When Mt. St. Helens erupted on May 18, 1980, the blast devastated 229 square miles (596 meters) and destroyed millions of dollars worth of timber. During the eruption, the lateral blast removed the upper 1,306 feet (396 meters) of the “Bulge” on the north face of the volcano.
After the side of the mountain had been removed, an explosion of volcanic gases produced a lateral blast that traveled at speeds of up to 670 miles per hour. It overtook the landslide, extending up to 19 miles, destroying trees, houses and wildlife in its path and leaving the area as barren as the landscape on the moon.
The blast toppled trees closest to the volcano and up to 8 miles away, leaving them lying in neat rows. Trees farther away remained standing, but hot gases singed them to brown skeletons. Fifty-seven people were killed, most by asphyxiation, including the volcanologist David Johnston, when the lateral blast scorched their lungs.
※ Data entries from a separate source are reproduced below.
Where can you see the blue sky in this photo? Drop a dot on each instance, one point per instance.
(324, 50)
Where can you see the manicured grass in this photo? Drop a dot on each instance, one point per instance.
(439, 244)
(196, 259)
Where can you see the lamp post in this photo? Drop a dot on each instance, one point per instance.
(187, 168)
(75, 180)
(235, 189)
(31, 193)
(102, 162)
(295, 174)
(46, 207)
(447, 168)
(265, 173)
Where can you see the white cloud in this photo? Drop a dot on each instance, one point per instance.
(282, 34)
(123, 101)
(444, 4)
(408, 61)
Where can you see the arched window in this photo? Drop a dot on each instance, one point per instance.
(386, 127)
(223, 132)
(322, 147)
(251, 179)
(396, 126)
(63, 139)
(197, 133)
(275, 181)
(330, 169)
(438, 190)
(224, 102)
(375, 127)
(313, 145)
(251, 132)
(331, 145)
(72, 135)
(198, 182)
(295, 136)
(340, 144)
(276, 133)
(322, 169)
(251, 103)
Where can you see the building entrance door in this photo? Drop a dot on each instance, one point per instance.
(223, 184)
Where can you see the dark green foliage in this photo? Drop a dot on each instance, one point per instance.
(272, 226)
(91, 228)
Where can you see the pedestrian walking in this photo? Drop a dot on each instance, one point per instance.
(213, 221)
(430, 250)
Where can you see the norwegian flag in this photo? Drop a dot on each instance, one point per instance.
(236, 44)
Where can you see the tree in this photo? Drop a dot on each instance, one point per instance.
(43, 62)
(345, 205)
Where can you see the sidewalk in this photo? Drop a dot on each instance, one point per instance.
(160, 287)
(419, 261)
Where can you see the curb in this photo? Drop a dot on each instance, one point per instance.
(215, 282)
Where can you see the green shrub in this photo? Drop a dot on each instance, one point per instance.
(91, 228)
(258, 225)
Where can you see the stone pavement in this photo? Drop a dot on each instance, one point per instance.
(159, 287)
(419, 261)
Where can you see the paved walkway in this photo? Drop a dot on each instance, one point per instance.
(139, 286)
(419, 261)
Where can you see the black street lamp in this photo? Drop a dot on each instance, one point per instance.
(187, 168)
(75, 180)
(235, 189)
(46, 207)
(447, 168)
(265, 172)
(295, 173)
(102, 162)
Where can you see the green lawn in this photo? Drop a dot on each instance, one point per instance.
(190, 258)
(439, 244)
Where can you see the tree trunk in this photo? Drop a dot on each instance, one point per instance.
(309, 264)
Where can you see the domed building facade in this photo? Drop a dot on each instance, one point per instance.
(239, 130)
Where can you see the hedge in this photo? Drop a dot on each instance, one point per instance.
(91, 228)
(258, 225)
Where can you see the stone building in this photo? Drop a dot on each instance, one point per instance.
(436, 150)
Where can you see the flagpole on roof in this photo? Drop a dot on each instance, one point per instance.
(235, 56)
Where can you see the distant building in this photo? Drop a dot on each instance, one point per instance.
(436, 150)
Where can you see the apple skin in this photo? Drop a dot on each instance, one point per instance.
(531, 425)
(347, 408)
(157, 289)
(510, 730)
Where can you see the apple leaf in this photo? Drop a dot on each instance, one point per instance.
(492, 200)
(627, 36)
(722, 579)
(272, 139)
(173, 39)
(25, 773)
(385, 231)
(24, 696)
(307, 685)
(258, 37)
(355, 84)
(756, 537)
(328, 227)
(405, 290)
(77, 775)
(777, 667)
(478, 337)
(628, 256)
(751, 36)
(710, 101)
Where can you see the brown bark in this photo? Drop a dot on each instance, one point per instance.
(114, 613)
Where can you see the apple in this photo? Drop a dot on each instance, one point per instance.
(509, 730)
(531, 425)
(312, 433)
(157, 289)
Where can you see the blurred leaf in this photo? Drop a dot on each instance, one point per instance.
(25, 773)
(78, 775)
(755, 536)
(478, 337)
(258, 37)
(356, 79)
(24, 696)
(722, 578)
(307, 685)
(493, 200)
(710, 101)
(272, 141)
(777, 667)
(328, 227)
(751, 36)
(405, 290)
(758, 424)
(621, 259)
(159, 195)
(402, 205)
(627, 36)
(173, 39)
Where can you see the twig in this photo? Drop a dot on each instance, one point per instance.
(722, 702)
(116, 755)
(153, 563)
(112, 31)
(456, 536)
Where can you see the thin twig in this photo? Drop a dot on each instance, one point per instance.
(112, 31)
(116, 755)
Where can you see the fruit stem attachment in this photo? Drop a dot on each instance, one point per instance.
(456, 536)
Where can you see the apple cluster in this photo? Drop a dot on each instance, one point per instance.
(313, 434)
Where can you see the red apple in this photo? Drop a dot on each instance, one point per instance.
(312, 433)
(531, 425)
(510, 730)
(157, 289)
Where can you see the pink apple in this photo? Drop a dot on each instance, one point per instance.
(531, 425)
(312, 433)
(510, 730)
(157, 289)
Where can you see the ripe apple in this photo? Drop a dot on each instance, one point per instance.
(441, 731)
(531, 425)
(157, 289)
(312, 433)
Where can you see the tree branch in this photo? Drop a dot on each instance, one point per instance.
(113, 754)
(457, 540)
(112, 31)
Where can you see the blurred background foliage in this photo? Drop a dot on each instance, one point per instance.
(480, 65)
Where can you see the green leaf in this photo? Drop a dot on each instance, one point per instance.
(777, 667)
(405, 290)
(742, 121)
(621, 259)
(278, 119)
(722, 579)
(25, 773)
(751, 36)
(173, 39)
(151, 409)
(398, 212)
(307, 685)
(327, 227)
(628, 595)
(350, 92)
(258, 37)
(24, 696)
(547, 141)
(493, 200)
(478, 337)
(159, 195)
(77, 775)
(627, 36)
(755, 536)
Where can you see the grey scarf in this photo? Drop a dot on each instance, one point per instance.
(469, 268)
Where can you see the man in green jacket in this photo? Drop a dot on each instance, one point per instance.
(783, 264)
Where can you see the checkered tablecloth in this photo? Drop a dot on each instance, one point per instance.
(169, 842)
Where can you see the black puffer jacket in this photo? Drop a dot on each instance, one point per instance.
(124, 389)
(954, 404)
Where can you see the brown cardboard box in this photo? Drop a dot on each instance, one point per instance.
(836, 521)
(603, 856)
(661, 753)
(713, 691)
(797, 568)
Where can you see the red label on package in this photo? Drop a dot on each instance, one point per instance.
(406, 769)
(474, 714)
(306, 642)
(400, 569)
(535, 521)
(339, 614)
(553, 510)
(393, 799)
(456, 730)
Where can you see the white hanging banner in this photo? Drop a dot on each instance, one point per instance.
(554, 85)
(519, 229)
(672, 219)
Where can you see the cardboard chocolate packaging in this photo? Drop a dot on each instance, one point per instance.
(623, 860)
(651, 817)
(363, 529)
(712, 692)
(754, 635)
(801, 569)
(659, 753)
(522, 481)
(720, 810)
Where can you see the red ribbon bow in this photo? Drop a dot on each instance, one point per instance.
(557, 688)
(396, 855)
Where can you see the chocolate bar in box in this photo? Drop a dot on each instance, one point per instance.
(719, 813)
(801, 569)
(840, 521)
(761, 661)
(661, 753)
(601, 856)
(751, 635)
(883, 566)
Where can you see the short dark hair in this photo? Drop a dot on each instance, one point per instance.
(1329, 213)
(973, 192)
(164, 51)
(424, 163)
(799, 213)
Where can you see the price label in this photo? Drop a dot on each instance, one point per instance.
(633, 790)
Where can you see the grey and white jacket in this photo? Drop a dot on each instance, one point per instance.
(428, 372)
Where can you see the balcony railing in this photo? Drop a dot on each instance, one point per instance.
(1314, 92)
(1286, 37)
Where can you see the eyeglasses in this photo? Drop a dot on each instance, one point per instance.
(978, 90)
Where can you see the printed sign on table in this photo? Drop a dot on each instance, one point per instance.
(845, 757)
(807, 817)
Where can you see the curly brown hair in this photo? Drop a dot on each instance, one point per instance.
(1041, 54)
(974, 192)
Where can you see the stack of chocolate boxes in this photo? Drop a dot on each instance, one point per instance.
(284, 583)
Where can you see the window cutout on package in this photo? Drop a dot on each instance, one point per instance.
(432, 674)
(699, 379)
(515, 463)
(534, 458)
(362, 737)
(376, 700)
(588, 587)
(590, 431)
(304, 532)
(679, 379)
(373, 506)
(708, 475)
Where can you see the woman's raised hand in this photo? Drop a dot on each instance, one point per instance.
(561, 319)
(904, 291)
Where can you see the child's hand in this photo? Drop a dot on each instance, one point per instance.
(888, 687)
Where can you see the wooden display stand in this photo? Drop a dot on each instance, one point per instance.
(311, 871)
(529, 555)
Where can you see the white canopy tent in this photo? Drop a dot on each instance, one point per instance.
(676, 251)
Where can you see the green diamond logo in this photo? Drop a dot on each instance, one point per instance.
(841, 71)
In March of 1980, Mt. St. Helens started reawakening after being inactive since the mid 19th century. In that same month, scientists actively began monitoring the volcano when a 4.2 magnitude earthquake caused it to start venting steam. The historic eruption is the largest recorded in history; superheated rock fragments and gases exploded in a lateral instead of a vertical direction, something that no one had witnessed before in modern times.